Bezüglich der Hygiene und im Hinblick auf die Vermeidung von Krankheiten kam den Wasenmeistern eine enorm wichtige Rolle zu. Diese Bedeutung spiegelte sich jedoch nicht in ihrem gesellschaftlichen Status wider. Im Gegenteil. Der Beruf galt als „unehrlich“ im Sinne von nicht angesehen. In der Sozialhierarchie des Mittelalters fanden sich die Wasenmeister ganz unten wieder. Das Gewerbe galt als anrüchig – und das wohl auch im wörtlichen Sinn: Man wollte mit den häufig nicht sonderlich gut riechenden Abdeckern möglichst wenig zu tun haben. Sie mussten in der Kirche und in den Gasthäusern auf sehr abseitigen, stark separierten Plätzen verweilen.
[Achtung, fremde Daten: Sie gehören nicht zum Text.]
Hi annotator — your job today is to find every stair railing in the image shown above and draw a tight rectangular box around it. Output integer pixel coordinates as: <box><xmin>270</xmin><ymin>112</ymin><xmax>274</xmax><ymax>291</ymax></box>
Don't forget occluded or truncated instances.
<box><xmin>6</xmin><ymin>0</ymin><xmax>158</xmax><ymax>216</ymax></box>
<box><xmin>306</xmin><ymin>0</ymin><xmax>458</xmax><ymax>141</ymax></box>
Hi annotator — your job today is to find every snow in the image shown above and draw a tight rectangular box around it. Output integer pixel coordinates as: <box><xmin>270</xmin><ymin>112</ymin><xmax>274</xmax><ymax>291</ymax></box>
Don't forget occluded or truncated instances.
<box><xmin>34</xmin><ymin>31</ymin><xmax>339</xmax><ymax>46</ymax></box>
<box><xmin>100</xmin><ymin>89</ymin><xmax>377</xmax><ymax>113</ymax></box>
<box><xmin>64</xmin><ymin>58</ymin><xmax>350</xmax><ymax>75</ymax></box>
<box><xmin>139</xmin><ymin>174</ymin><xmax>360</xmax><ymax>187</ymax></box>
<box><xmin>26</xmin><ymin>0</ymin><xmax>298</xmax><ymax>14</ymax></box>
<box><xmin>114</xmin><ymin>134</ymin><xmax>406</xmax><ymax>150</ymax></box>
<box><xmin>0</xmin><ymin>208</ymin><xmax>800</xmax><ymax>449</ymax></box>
Die Wasenmeister durften auch nicht über ihren Stand hinaus heiraten. Das hatte zur Folge, dass man Ehepartner notgedrungen nur innerhalb des eigenen Standes wählte, sodass letztlich alle Wasenmeisterfamilien in Ostbayern miteinander verwandt waren und sich typische Wasenmeister-Familiennamen herausbildeten. In manchen Gegenden nahmen die Wasenmeister auch noch andere „unehrliche“ Aufgaben wahr. So fungierten sie z.B. manchmal als Henker oder als Totengräber für Menschen, die eines unehrlichen Todes, z.B. durch Selbstmord oder Hinrichtung, gestorben waren. Das soziale Ansehen der Wasenmeister litt durch derartige Aufgaben noch zusätzlich.
Mit der Tier-Anatomie waren sie bestens vertraut
Und wie verhielt es sich nun mit den Wasenmeistern im Bereich des ehemaligen Landgerichtes Wolfstein? Johann Krottenthaler fand heraus, dass es hier – mindestens seit dem 17. Jahrhundert – zwei Wasenmeistereien gab. Diese befanden sich in Praßreut bei Röhrnbach und in Freyung. Aber wo ist nun die Freyunger Wasenmeisterei genau zu verorten? Sie musste ja außerhalb des Ortes und an einem Bach gelegen sein. Genau diese Voraussetzung erfüllte in Freyung ein am Saußbach gelegenes Areal neben dem so genannten Bannholz.
Der „Wasenmeisterdistrikt Bannholz“ war zuständig für eine Reihe von Gemeinden rund um Freyung bis hin zur Grenze nach Böhmen. Wo die Freyunger Wasenmeister mindestens 250 Jahre lang ihr Gewerbe ausübten, befindet sich heute das Baugeschäft Haller. In akribischer Recherche-Arbeit zeichnete Johann Krottenthaler auch die Familiengeschichten der Freyunger Wasenmeister seit dem Jahr 1645 nach. Da gab es z.B. die Familien Hackl, Graßl, Zankl, Langmayr, Heller, Fleischmann und Lenz. Am 27. Oktober 1880 starb das Wasnermeisterkind Max Lenz im Alter von nur acht Tagen. Mit dessen Tod verschwinden, soweit Johann Krottenthaler dies ermitteln konnte, die Bezeichnungen Wasenmeister und Abdecker aus den Matrikeln.
Heutzutage haben längst industrielle Tierkörperverwertungsanstalten die Aufgabe der Wasenmeister übernommen. Aber noch bis in die 1960er Jahre betätigten sich auf dem Lande manche ehemaligen Abdecker als Tierheilkundige und machten den Tierärzten Konkurrenz. Mit der Anatomie der Tiere waren die Wasenmeister ja bestens vertraut. Damit ist es heute jedoch endgültig vorbei, den ungeliebten, anrüchigen, aber über Jahrhunderte so wichtigen Beruf gibt es nicht mehr.